I have a homework question that asks the following:
Consider an algorithm for integer multiplication of two n -digit numbers where each number is split into three parts, each with $n / 3$ digits.
(a) Design such an algorithm and clearly explain how it works. You should explain how to multiply two n-digits integers using only six multiplications of the $n/3$ -digits numbers (instead of the straightforward nine).
(b) Determine the asymptotic running time of your algorithm
I have an answer, but I am not sure how correct it is, because I am very new to this. Could someone provide any advice on my answer below:
- Multiplication of n-digit by 1-digit has a time of O(n)
- Additions of 2n-digit by n-digit max has a time of O(n)
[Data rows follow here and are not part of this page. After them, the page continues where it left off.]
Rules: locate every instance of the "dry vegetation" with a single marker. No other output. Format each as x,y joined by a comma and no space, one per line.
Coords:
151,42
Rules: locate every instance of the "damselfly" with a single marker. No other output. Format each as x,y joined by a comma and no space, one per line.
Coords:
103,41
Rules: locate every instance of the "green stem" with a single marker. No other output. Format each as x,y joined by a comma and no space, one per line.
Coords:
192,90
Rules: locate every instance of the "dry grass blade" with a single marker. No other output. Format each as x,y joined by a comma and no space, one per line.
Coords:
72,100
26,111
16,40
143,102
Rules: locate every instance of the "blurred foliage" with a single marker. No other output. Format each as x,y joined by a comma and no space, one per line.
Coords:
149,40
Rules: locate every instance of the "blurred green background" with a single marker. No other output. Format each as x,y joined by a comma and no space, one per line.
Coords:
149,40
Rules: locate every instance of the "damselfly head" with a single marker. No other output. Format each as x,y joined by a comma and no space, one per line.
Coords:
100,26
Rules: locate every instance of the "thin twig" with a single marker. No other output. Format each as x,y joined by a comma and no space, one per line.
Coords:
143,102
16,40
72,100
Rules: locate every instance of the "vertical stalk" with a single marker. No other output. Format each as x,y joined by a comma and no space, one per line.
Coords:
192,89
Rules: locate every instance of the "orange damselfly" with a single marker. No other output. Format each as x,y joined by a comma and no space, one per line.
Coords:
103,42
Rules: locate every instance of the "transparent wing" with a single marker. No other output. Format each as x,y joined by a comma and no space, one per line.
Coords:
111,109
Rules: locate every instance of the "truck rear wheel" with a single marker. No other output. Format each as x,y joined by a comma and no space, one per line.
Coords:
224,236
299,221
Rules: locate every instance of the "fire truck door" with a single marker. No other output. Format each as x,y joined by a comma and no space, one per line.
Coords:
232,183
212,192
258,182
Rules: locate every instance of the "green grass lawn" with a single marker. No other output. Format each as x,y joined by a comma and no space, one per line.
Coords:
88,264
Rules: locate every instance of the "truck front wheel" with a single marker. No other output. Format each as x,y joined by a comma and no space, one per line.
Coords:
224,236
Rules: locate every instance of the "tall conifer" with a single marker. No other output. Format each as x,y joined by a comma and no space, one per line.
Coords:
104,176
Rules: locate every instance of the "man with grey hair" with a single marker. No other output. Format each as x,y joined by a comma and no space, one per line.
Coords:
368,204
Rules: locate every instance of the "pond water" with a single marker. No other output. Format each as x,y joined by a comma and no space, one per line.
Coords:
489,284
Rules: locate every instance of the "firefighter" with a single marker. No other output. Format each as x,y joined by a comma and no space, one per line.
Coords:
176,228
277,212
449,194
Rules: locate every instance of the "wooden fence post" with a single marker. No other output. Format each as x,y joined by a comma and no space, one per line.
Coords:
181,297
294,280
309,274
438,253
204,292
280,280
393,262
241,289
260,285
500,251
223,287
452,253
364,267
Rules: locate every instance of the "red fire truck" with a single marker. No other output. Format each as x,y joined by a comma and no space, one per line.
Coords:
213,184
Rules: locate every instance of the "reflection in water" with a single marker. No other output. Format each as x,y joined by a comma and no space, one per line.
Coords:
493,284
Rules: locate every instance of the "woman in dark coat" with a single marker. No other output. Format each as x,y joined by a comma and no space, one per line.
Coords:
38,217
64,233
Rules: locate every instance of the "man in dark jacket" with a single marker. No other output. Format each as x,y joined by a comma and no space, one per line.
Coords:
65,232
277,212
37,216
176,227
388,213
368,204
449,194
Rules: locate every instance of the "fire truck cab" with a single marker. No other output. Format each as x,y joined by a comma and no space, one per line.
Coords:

Total time = $nO(n) + nO(n) = 2nO(n) = O(n^2)$
Using Divide-and-Conquer:
$I =$ first number, $J=$ second number.
$I_h=$ the left half of the first number, $I_l=$ the right half of the first number.
$J_h, J_l$ are left and right half of second number.
$I\cdot J = [(I_h \cdot 2^{n/3}) + I_l] \cdot [(J_h x 2^{n/3}) + J_l]$
$= I_h \cdot J_h \cdot 2^{2n/3} + (I_l \cdot J_h + I_h \cdot J_l) \cdot 2^{n/3} + I_l \cdot J_l$
Does this satisfy the condition of six multiplications?
This will give me a $T(n) = 6T(n/2) + \Theta(n)$
The Master theorem gives me a result of $\Theta(n^2)$, is that correct?
Any mistakes you saw? I am honestly very shaky on this....